The issues raised by the confusion in communications between the cabin manager and the flight crew were reviewed. It was noted that the failure of the cabin manager to use the available ‘Emergency’ interphone channel rather than the standard one or to use the evacuation alarm prior to commencing an evacuation were both unhelpful. However, the importance of less ambiguous flight crew responses to reports from the cabin was also noted and observed to be already stressed in manuals used by both cabin crew and flight crew. The subject of when cabin crew should initiate an evacuation on their own rather than defer to the Captain was considered and it was concluded that documentation of pertinent cabin crew SOPs was adequate. The cabin manager’s response to the smoke was driven by a concern that fire or smoke in an aircraft may be very hazardous to the occupants; the cabin safety procedures manual listed ‘uncontrolled cabin fire/smoke’ as an example of a catastrophic situation which may require immediate independent evacuation action by the cabin crew. At the time the cabin manager began the evacuation, it was considered that the fact that the engines were running and they were already in communication with the flight crew meant that “it would have been appropriate for the cabin manager to wait for the commander to initiate the evacuation, according to the laid down procedure”.

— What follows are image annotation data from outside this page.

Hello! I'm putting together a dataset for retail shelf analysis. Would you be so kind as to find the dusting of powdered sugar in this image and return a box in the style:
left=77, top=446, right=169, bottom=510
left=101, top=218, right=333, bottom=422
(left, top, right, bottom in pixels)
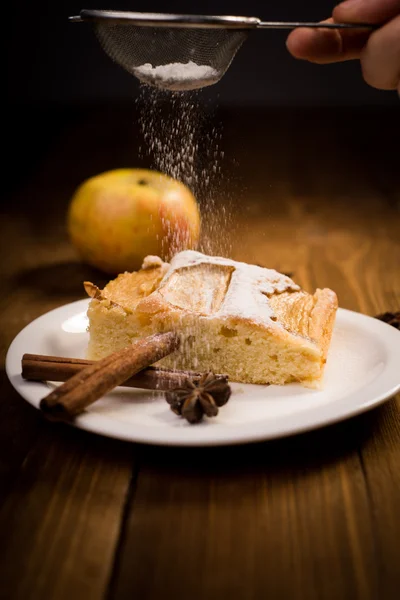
left=160, top=250, right=300, bottom=324
left=136, top=85, right=233, bottom=260
left=134, top=61, right=219, bottom=91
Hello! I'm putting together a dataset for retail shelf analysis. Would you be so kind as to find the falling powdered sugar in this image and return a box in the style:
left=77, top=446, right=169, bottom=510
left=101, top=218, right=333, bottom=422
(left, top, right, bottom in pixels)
left=136, top=85, right=232, bottom=260
left=134, top=61, right=219, bottom=91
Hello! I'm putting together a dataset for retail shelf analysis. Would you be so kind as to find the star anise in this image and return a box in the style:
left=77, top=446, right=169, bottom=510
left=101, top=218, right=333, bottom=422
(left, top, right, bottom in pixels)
left=375, top=311, right=400, bottom=330
left=166, top=373, right=231, bottom=423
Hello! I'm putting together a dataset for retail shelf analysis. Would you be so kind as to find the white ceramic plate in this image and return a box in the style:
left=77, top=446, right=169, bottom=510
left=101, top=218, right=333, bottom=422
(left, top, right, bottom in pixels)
left=6, top=300, right=400, bottom=446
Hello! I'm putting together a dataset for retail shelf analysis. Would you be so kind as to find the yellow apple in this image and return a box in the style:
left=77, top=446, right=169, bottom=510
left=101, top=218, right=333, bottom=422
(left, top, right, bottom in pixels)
left=68, top=169, right=200, bottom=274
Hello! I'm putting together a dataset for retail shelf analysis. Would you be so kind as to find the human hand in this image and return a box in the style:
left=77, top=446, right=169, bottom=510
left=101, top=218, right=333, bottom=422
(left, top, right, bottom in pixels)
left=286, top=0, right=400, bottom=94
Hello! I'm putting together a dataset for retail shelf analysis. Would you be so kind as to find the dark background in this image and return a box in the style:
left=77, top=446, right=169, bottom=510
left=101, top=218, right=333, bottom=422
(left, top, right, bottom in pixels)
left=2, top=0, right=400, bottom=204
left=2, top=0, right=398, bottom=107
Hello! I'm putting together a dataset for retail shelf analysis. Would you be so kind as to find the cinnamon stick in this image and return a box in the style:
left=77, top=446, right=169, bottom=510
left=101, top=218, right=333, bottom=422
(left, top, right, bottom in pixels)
left=22, top=354, right=216, bottom=391
left=40, top=332, right=179, bottom=420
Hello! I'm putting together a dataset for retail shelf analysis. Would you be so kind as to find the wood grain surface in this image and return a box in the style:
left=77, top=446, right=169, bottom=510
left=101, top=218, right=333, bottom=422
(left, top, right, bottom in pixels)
left=0, top=107, right=400, bottom=600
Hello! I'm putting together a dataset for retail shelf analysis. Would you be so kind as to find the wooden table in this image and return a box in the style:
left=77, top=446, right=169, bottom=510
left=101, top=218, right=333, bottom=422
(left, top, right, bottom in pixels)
left=0, top=106, right=400, bottom=600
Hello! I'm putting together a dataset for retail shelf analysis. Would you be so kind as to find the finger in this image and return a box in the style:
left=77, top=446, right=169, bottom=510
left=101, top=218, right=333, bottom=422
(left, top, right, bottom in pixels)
left=332, top=0, right=400, bottom=23
left=286, top=19, right=369, bottom=64
left=361, top=15, right=400, bottom=90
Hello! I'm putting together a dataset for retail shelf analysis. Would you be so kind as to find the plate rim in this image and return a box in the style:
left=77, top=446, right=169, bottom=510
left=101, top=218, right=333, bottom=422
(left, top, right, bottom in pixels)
left=5, top=298, right=400, bottom=447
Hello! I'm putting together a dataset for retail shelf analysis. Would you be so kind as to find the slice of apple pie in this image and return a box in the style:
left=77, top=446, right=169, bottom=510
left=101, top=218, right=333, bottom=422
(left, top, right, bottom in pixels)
left=85, top=251, right=337, bottom=387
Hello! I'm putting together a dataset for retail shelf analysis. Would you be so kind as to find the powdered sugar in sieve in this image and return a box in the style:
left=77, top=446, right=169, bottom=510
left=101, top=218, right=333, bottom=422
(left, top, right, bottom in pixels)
left=134, top=61, right=220, bottom=91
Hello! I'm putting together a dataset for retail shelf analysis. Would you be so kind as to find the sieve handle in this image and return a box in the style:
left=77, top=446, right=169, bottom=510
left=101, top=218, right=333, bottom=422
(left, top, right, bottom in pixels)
left=257, top=21, right=379, bottom=31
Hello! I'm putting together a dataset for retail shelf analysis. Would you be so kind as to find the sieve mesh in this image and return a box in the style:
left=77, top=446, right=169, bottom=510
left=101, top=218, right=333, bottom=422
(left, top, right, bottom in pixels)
left=94, top=21, right=249, bottom=89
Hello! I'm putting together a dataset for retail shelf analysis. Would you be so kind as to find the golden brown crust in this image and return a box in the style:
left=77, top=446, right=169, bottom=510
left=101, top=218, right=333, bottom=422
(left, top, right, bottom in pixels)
left=88, top=252, right=337, bottom=385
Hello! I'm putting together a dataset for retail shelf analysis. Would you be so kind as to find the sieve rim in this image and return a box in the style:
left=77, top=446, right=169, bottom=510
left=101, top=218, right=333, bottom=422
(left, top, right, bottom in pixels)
left=69, top=9, right=261, bottom=29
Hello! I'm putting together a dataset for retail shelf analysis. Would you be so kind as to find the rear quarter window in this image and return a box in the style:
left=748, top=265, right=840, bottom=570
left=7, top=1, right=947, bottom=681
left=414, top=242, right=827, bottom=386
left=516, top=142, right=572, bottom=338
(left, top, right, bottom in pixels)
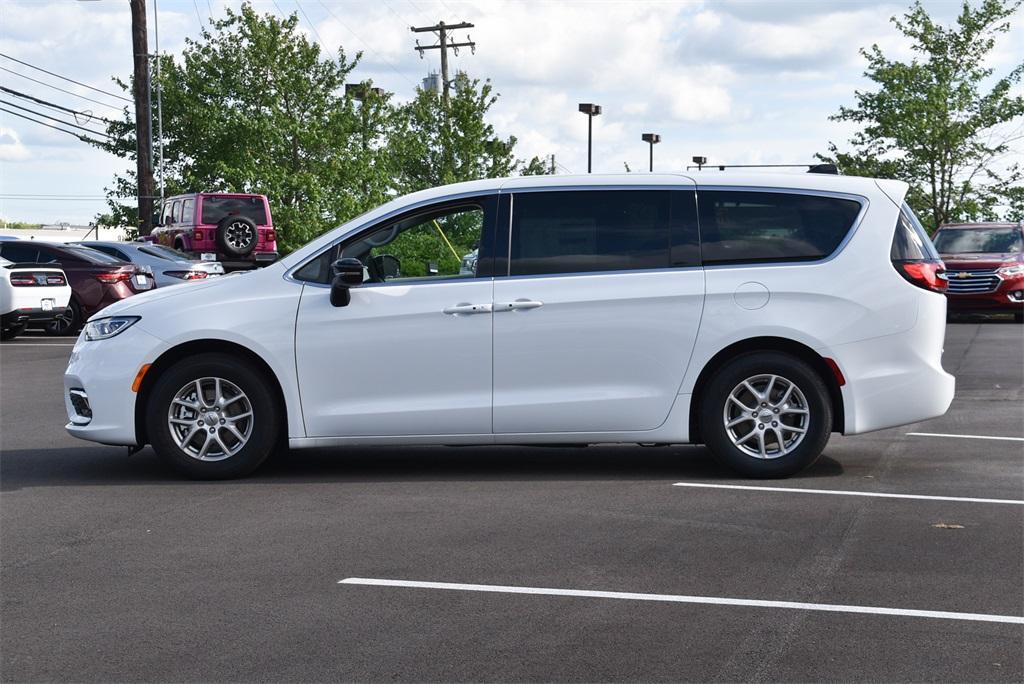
left=697, top=190, right=861, bottom=264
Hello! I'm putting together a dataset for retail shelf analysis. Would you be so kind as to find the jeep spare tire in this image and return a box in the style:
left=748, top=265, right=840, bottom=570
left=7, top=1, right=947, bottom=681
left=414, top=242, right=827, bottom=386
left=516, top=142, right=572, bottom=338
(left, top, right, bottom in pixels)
left=217, top=216, right=259, bottom=256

On the absence of flight deck lighting after the emergency engine shut down during the incident, it was noted that the subject was covered in the FCTM with the entry “…on ground with engines stopped, only the right dome light is operational and the three positions (BRT, DIM, OFF) of the dome light switch remain available, allowing the emergency evacuation procedure completion.”
Safety Action taken by the Operator to review relevant sections of the Operations Manual, enhance pilot training in the use of reverse thrust, add a new OFDM event to track use of reverse thrust and introduce a new cabin crew briefing format was noted as were Airport Operator actions to improve their response to emergencies..
The Final Report of the Investigation was published on 10 May 2012. No Safety Recommendations were made.